FORGET the three “Rs” of reading, writing and arithmetic, if you want to find and keep a job in the brave new world of the digital economy you’ll have to master the four “Cs”.

They are the essential qualities everyone will increasingly need to thrive in their careers, employment experts have said. And if you want to almost guarantee you’ll always have a job, healthcare could be the sector to aim for.

An event in Perth organised by think tank the Committee for Economic Development of Australia (CEDA) brought together specialists from education and business to examine how to build a future proofed workforce.

Amid fears technology will decimate the workplace, sometimes called “robot anxiety”, Julie Hobbs, the chief executive officer of FutureNow — the Western Australian Creative and Leisure Industries Training Council — was less pessimistic.

“I like to reframe it from ‘the future of work’ to ‘the work of the future’, and there’s going to be plenty of it,” Ms Hobbs told the event last month.

“What’s really happening is jobs are changing, the routine parts changed by automation, and that’s allowed for greater efficiency.”

THE FOUR CS

Ms Hobbs used the example of accountancy, a sector that is seen as ripe for a digital takeover: “All of the stuff that gets done by cloud based programs means the accountant or bookkeepers can provide more of an analytical and advisory role, and we’re seeing that across a whole range of industries.”

The more a job could be fashioned to be “human centric” the more likely it was to survive.


Annie Fogarty, the executive chairperson of the Fogarty Foundation, an organisation that invests in innovative education projects, said the education system wasn’t keeping up with what employers were looking for in staff. And that’s where the four Cs come in.

“Employers are looking for people who are adaptive, who can keep on learning and taking on new skills and these require interpersonal attributes,” Ms Fogarty said.

“We’re calling these ‘competencies’. There’s lots of discussion about what competencies young people will need and the OECD have distilled this down to the four Cs,” she said.

The first was creativity: “This is not just new ideas but how present ideas can be used in different contexts and how we take these ideas and make things happen.”

The second C was critical thinking and problem solving; the third collaboration: “Problems are only going to become more complex, therefore solutions will need much more multidisciplinary working with people across sectors.”

The final, and probably most key C, was communication: “This means employees will have to effectively articulate ideas and describe how they are going to take them from screen to the real world.”

‘THE CHANGE IS PHENOMENAL’

“Universities are looking past the ATAR scores to see other competencies and other activities that younger people have done to see if that makes them suitable for their courses,” Ms Fogarty said.

“While employers are looking past having a degree and instead at the whole portfolio of all the different things (a potential employer) can bring to a job.”

Ms Forgarty said a new “education ecosystem” was needed that would bring together school, universities, TAFE colleges and businesses to see how each could support the other to ensure graduates were prepared for the changing world of work.

It was a premise supported by Rio Tinto human resources vice president Nicky Firth.

“The rate of change is just phenomenal. We’re grappling with how do we retune our intake, what are the skills we need, things like data science mechatronics rather than just traditional disciplines?,” Ms Firth said.

“(We are also looking for) graduates that are learning in environments that are mimicking the workplace, so working alongside technology and data to get work done in a complex, fast environment.”

BEST CAREERS

Ms Hobbs said creative and hands-on roles were the ones most likely to have a future.

Careers in content creation, hospitality, tourism, education and health.

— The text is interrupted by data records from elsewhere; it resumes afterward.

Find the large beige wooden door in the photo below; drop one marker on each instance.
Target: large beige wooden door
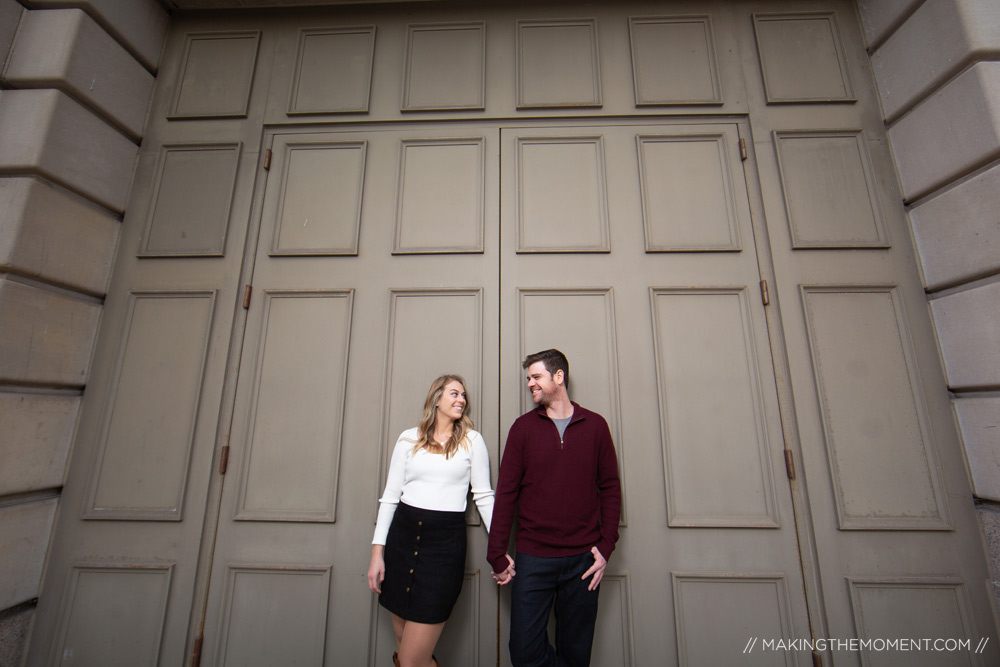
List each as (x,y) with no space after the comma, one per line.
(631,247)
(375,271)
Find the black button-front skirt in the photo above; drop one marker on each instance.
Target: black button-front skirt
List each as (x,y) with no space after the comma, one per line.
(424,564)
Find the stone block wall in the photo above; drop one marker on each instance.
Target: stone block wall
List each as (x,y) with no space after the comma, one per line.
(75,84)
(937,66)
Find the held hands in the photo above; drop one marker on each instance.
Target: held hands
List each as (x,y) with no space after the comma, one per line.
(597,569)
(505,577)
(376,569)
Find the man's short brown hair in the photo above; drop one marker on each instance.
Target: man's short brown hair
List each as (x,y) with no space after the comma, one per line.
(553,359)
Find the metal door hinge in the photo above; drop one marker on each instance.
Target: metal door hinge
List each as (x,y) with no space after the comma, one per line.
(789,464)
(196,652)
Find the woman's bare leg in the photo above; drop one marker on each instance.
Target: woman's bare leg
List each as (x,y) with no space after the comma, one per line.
(416,641)
(397,627)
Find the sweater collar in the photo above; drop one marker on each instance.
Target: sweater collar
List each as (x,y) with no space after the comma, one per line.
(577,412)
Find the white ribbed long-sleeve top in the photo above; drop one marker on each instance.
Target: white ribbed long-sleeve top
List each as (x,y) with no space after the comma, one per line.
(430,481)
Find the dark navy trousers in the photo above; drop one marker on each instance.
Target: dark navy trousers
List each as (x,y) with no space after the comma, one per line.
(539,584)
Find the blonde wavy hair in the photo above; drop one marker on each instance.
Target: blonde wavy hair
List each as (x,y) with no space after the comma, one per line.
(460,431)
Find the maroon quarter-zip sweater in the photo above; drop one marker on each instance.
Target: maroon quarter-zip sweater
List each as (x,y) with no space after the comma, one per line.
(566,492)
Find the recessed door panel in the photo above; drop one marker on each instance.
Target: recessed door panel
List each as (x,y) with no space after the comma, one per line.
(672,348)
(338,354)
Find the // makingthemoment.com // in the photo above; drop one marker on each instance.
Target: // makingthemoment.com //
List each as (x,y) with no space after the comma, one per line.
(875,645)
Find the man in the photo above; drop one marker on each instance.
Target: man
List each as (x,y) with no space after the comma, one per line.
(560,473)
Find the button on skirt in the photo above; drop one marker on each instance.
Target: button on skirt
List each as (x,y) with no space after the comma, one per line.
(424,564)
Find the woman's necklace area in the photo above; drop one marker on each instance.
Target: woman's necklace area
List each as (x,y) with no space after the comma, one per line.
(441,442)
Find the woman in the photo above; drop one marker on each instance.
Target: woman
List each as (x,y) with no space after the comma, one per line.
(418,552)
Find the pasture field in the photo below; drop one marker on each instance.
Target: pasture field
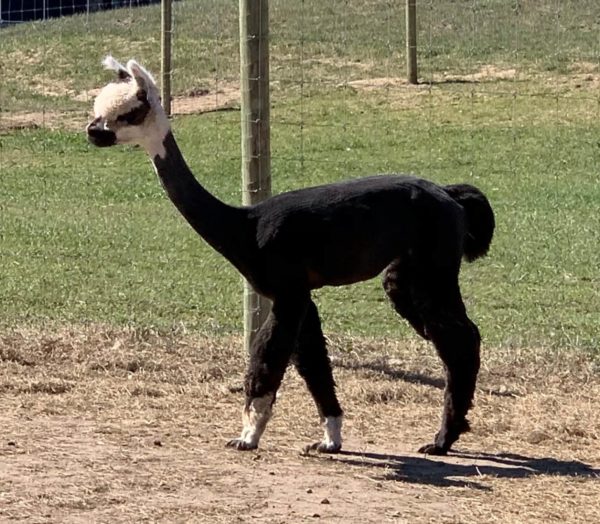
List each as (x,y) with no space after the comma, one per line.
(123,425)
(120,348)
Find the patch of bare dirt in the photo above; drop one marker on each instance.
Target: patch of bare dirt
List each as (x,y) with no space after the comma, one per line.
(100,424)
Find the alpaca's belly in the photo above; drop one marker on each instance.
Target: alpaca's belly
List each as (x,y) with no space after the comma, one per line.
(344,272)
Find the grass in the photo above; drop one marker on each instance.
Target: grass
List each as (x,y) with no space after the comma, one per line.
(88,236)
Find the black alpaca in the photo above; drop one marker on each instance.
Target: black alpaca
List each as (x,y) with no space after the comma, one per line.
(411,230)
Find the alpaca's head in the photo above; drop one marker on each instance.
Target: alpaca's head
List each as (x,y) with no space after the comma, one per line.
(128,110)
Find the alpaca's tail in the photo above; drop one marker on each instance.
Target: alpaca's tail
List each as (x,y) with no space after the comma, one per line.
(480,219)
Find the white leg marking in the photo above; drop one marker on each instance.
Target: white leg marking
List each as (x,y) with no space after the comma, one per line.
(255,419)
(332,439)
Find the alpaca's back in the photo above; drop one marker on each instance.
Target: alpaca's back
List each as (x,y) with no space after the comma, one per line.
(347,232)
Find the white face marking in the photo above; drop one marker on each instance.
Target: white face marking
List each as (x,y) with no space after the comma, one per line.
(332,438)
(255,419)
(121,97)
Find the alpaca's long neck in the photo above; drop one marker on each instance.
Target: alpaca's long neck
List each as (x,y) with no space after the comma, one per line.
(224,227)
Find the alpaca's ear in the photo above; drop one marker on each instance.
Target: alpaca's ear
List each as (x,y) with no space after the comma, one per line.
(110,63)
(142,77)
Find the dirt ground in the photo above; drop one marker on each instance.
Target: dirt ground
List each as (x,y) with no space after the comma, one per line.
(102,425)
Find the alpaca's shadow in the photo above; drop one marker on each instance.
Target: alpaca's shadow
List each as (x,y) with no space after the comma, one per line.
(462,469)
(412,377)
(384,368)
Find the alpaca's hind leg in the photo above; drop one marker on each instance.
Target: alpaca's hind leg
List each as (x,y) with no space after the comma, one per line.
(314,367)
(457,342)
(269,357)
(396,283)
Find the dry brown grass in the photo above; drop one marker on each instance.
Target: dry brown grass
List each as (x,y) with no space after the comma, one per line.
(100,424)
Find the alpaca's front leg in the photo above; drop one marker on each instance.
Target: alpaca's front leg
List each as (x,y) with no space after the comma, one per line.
(314,367)
(269,357)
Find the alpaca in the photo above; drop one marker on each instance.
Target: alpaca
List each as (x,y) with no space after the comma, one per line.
(413,231)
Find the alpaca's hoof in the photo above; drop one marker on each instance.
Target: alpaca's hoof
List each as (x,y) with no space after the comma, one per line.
(241,445)
(323,447)
(433,449)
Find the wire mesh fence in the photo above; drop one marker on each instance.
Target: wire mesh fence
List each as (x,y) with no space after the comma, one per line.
(507,98)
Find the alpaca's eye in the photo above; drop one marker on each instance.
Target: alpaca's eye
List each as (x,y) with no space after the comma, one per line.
(134,117)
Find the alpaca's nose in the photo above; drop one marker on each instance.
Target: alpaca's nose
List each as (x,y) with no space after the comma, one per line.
(99,135)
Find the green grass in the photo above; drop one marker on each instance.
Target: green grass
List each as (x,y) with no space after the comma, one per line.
(87,235)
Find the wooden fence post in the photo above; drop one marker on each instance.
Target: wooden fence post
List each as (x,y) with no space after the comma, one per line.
(411,41)
(166,34)
(256,149)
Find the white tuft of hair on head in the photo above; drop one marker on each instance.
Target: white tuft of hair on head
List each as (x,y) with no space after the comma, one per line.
(110,63)
(136,71)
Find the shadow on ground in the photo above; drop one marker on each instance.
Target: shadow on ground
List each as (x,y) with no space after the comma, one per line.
(462,469)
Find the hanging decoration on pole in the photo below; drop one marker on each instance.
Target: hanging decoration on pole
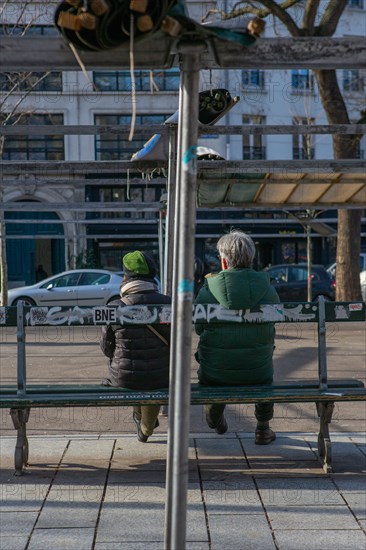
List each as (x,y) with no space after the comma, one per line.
(213,105)
(95,25)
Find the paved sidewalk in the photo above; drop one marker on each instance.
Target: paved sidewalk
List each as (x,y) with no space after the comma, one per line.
(91,492)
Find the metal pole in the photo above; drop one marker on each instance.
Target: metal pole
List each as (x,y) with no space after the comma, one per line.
(173,340)
(161,246)
(170,211)
(322,345)
(182,314)
(21,366)
(308,246)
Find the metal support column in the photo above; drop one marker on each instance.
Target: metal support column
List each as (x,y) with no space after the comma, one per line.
(170,211)
(177,467)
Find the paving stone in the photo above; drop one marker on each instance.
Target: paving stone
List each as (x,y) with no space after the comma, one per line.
(19,497)
(283,448)
(357,503)
(89,451)
(62,539)
(236,531)
(129,500)
(301,491)
(71,506)
(43,458)
(304,517)
(352,482)
(320,539)
(132,522)
(17,524)
(222,449)
(120,545)
(222,497)
(346,456)
(190,545)
(13,542)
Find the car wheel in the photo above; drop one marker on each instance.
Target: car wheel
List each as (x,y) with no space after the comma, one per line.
(27,301)
(113,299)
(326,298)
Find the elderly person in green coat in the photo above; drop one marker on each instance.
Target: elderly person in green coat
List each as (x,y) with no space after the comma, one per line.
(237,354)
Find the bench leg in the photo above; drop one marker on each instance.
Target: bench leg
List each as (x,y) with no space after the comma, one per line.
(20,419)
(325,412)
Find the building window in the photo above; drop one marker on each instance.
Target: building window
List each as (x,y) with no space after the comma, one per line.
(32,147)
(356,4)
(145,81)
(136,193)
(352,80)
(302,144)
(253,148)
(113,147)
(34,82)
(302,79)
(252,78)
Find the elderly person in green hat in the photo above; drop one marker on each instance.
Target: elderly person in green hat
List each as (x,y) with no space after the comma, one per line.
(234,354)
(139,355)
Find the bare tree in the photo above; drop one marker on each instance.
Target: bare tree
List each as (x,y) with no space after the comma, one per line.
(14,89)
(321,19)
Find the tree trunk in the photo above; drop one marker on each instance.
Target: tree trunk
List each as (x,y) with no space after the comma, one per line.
(349,221)
(3,263)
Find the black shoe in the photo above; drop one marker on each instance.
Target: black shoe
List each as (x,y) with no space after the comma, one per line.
(140,435)
(264,437)
(221,427)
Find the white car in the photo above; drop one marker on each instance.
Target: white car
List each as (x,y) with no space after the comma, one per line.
(79,287)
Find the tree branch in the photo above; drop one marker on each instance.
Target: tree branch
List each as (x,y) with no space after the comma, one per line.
(270,8)
(331,16)
(308,20)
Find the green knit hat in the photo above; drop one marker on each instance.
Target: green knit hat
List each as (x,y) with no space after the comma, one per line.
(137,265)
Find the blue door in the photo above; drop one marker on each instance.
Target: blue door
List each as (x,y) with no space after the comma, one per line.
(25,254)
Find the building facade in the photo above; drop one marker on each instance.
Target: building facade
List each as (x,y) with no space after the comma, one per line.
(67,238)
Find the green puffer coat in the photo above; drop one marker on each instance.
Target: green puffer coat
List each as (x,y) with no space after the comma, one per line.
(236,354)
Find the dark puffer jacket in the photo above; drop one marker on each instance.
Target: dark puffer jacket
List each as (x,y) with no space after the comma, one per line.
(139,359)
(236,354)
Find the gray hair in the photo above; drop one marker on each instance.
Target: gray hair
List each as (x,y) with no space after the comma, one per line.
(237,248)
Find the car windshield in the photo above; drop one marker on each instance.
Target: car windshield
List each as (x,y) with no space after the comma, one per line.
(71,279)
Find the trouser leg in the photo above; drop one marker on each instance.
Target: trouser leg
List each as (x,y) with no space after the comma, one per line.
(148,415)
(214,413)
(263,412)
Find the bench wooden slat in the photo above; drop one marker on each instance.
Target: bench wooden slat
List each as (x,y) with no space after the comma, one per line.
(235,395)
(93,388)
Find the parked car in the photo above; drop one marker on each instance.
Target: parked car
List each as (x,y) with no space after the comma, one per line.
(332,267)
(290,281)
(79,287)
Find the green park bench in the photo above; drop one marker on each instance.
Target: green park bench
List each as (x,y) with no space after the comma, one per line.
(21,397)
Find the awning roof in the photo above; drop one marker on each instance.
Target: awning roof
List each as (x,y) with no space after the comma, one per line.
(302,190)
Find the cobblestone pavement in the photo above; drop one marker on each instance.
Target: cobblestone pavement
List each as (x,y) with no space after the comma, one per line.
(107,493)
(91,485)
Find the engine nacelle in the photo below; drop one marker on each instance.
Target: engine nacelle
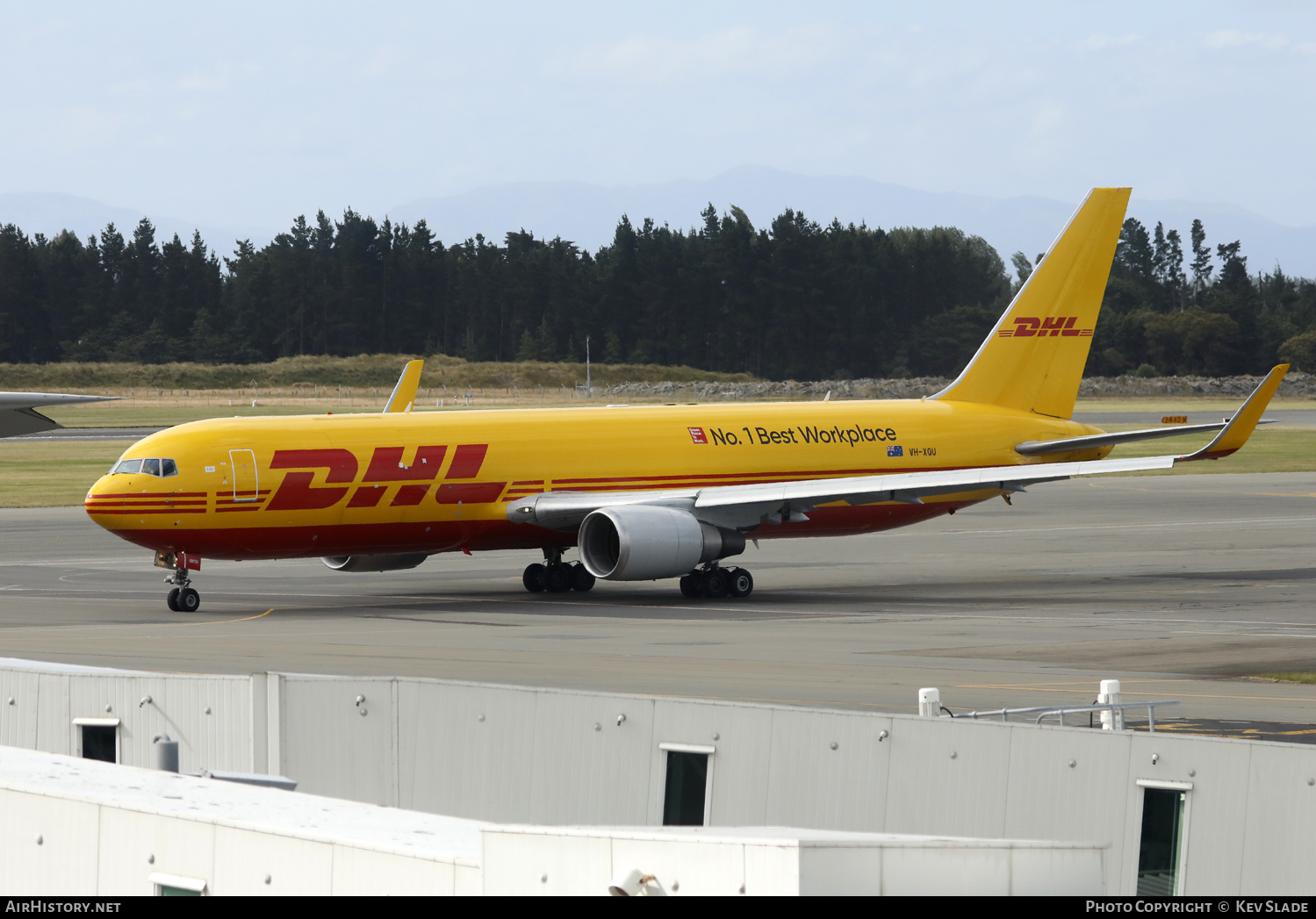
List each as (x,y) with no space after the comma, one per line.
(396,563)
(644,542)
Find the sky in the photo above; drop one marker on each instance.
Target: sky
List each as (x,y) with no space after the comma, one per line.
(248,115)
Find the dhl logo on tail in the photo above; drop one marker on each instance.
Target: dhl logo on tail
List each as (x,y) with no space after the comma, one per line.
(1028,327)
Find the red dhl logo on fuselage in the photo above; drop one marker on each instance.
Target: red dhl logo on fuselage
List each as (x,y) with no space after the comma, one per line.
(409,484)
(1029,327)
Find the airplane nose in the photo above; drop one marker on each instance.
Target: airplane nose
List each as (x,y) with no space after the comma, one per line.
(102,502)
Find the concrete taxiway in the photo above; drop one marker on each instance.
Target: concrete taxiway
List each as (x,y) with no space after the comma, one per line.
(1179,586)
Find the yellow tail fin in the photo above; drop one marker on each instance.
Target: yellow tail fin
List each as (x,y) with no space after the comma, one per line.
(1033,358)
(404,394)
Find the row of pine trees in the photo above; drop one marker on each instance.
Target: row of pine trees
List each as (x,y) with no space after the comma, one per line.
(795,299)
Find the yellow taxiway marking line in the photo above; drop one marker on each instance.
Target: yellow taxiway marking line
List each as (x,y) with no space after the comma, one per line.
(94,628)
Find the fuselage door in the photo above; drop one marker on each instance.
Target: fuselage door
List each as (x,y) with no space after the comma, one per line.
(247,481)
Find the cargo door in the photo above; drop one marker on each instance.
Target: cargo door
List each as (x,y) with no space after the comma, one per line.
(247,481)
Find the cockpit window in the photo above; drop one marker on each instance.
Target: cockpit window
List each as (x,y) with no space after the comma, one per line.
(153,466)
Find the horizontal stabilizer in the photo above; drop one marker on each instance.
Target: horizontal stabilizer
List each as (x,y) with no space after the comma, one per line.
(1245,420)
(18,415)
(1036,448)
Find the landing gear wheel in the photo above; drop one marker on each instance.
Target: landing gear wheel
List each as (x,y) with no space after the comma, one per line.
(715,582)
(558,578)
(535,577)
(741,582)
(580,578)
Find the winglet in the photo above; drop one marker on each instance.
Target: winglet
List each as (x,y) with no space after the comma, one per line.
(404,394)
(1244,421)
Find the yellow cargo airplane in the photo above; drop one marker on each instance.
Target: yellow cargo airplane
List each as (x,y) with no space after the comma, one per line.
(645,492)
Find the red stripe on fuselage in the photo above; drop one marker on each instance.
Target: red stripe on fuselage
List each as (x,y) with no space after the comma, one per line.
(242,542)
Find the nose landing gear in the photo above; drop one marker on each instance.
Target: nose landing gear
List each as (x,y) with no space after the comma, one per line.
(182,598)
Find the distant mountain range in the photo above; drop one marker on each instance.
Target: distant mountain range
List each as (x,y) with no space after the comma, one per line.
(587,213)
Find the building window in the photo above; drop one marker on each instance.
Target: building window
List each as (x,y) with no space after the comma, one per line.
(1160,844)
(174,885)
(687,785)
(100,743)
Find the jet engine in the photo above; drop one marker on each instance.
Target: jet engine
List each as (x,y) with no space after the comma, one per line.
(395,563)
(645,542)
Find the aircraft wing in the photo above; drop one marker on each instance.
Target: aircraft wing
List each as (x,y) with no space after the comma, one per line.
(18,415)
(746,506)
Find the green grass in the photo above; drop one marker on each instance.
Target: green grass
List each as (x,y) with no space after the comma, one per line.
(362,370)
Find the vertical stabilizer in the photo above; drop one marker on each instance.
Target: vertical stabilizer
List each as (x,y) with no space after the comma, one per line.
(1033,358)
(404,394)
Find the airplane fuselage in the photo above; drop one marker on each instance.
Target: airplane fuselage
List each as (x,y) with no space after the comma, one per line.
(427,482)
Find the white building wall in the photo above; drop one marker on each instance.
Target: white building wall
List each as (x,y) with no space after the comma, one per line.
(516,755)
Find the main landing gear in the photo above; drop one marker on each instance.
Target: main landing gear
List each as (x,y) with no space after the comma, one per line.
(556,576)
(182,598)
(717,582)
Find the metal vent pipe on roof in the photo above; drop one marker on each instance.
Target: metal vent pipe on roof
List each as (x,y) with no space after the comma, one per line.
(165,753)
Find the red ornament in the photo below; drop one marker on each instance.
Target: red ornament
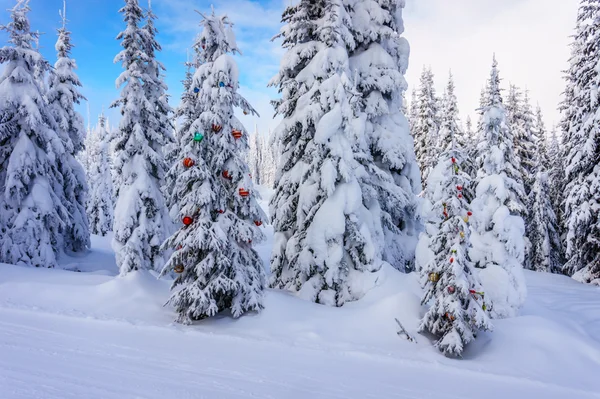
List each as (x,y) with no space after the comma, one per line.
(237,134)
(188,162)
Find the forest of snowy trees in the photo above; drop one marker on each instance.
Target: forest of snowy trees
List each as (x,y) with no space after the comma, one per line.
(361,177)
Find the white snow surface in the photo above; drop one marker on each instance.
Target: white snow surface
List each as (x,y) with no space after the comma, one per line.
(92,334)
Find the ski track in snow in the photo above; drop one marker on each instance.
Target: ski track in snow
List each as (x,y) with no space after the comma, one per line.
(90,335)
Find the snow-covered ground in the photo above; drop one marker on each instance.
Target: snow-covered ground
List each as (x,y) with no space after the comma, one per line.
(66,334)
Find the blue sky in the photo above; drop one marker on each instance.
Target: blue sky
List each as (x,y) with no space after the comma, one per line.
(529,38)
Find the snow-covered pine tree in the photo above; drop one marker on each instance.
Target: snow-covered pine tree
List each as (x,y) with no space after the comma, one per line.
(269,162)
(450,130)
(556,178)
(63,94)
(458,310)
(582,196)
(185,115)
(140,219)
(414,111)
(426,128)
(378,61)
(324,247)
(497,228)
(256,157)
(542,227)
(218,267)
(100,202)
(520,121)
(31,189)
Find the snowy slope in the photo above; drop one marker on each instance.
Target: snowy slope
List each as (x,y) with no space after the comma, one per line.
(91,335)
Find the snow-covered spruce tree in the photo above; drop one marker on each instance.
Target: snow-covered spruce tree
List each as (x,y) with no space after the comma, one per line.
(457,309)
(324,247)
(582,195)
(100,202)
(542,227)
(425,130)
(269,162)
(378,61)
(218,267)
(31,186)
(556,176)
(141,219)
(63,94)
(255,157)
(450,130)
(185,115)
(413,116)
(497,228)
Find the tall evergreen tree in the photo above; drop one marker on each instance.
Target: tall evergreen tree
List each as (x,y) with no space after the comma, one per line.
(323,230)
(141,219)
(379,60)
(498,229)
(184,114)
(582,128)
(31,186)
(427,125)
(100,202)
(542,227)
(457,311)
(218,267)
(63,95)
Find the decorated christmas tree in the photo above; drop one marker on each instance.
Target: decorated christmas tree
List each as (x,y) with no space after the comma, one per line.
(458,307)
(497,228)
(218,268)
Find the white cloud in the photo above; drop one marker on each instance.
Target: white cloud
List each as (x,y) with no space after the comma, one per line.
(530,39)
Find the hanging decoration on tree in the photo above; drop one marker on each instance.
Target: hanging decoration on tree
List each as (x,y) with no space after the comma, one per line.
(188,162)
(178,269)
(220,222)
(237,134)
(455,314)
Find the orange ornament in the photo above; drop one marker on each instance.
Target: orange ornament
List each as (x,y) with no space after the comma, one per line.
(237,134)
(188,162)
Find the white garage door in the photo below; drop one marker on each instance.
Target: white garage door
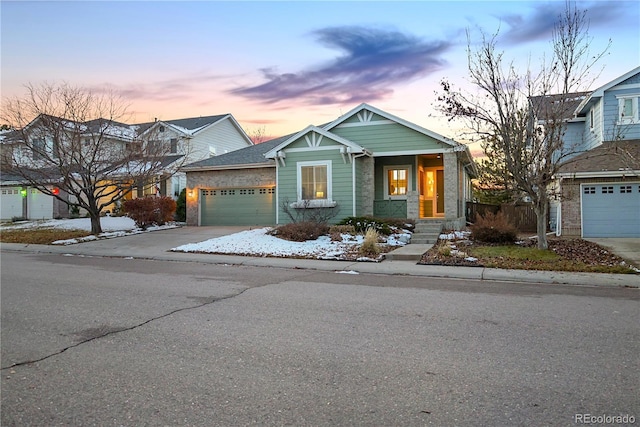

Indeed, the National Disability Insurance Scheme (NDIS), funded by the taxpayer to the tune of $22 billion, is expected to be one of the major drivers of jobs.

Last year, the NDIS was responsible for as many as 52,000 of the 400,000 jobs created according to analysis by Goldman Sachs. Up to 13 per cent of these almost half million new jobs were specialist healthcare and caregiver roles, reported The Australian.

Although there are also fears many of these jobs will be low paid and part time.

“The research suggests the kind of occupations least susceptible to automation are those that involve creative thinking and interpersonal skills, sometimes described as ‘high-skills, high-touch’ roles,” Ms Hobbs said.

“So professional services which involve a high level of consultation with clients and the creative industries and in the STEM (science, technology, engineering and mathematics) sector. Those roles are growing at twice the rate of other occupations.

“In these forward-facing occupations, the interpersonal is incredibly important.”

But, Ms Hobbs said, the increasing trend towards new technology in jobs could go too far, and just over complicate the situation.

“The risk, employers tell us, is that technology might get in the way. When you’re buying a $4 coffee, if the barista is too busy entering data in the machine and forgets to look at you that is not an optimal outcome.”